LinuxQuestions.org - [SOLVED] Retrieve specific data from html (alternative who is)

Page 1 of 2

Show 50 post(s) from this thread on one page

- Programming (https://www.linuxquestions.org/questions/programming-9/)

- - Retrieve specific data from html (alternative who is) (https://www.linuxquestions.org/questions/programming-9/retrieve-specific-data-from-html-alternative-who-is-4175639318/)

pedropt

09-27-2018 03:46 PM

Retrieve specific data from html (alternative who is)

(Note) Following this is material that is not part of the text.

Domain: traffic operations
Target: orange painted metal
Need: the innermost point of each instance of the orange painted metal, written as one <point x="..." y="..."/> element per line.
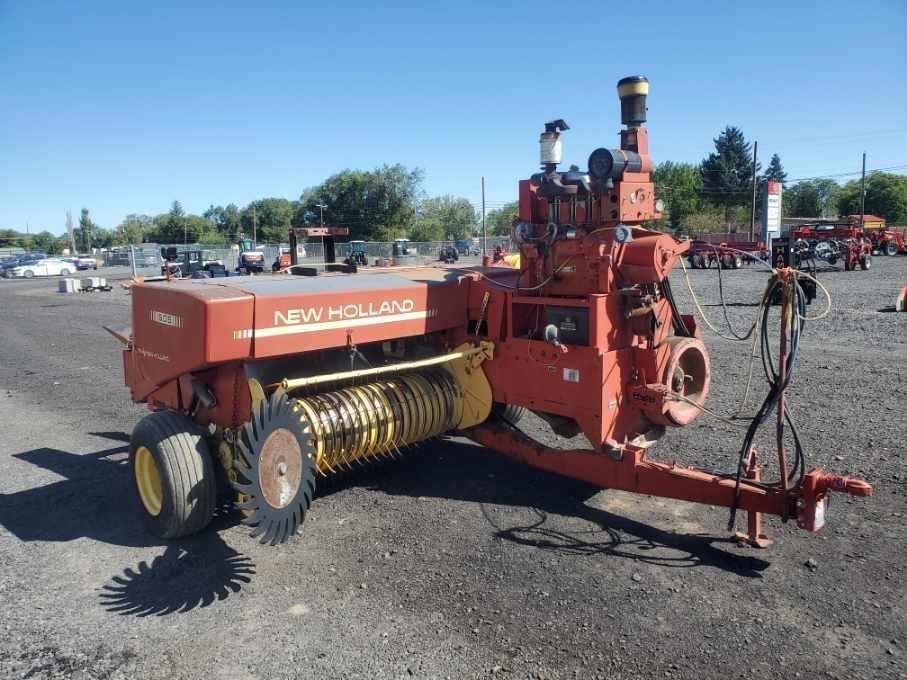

I have been working with whois tool for some time , but sometimes whois database is not very accurate on countries from specific ip .
tcpiputils.com website looks very accurate and we can retrieve an ip data html with wget , by downloading the normal html displayed on browser .
But using grep in the downloaded data to retrieve the country is a mess , because depending on some ips , the html can display the city and then the country on same field .

Here it is an example of an ip that have been trying to exploit my mail server on tcpiputils
https://dnslytics.com/ip/142.11.199.129

I can download the html with all that data using wget , just by sending the command

Quote:

wget https://dnslytics.com/ip/142.11.199.129

if you download this html you will see that in line 134 is where is the field with city , country etc ...
but that line is a mess to pick up something or to pick an unique reference for grep to get it , and then i have another issue ahead witch is in other ips the country could be in other line and it could have only country without city name before .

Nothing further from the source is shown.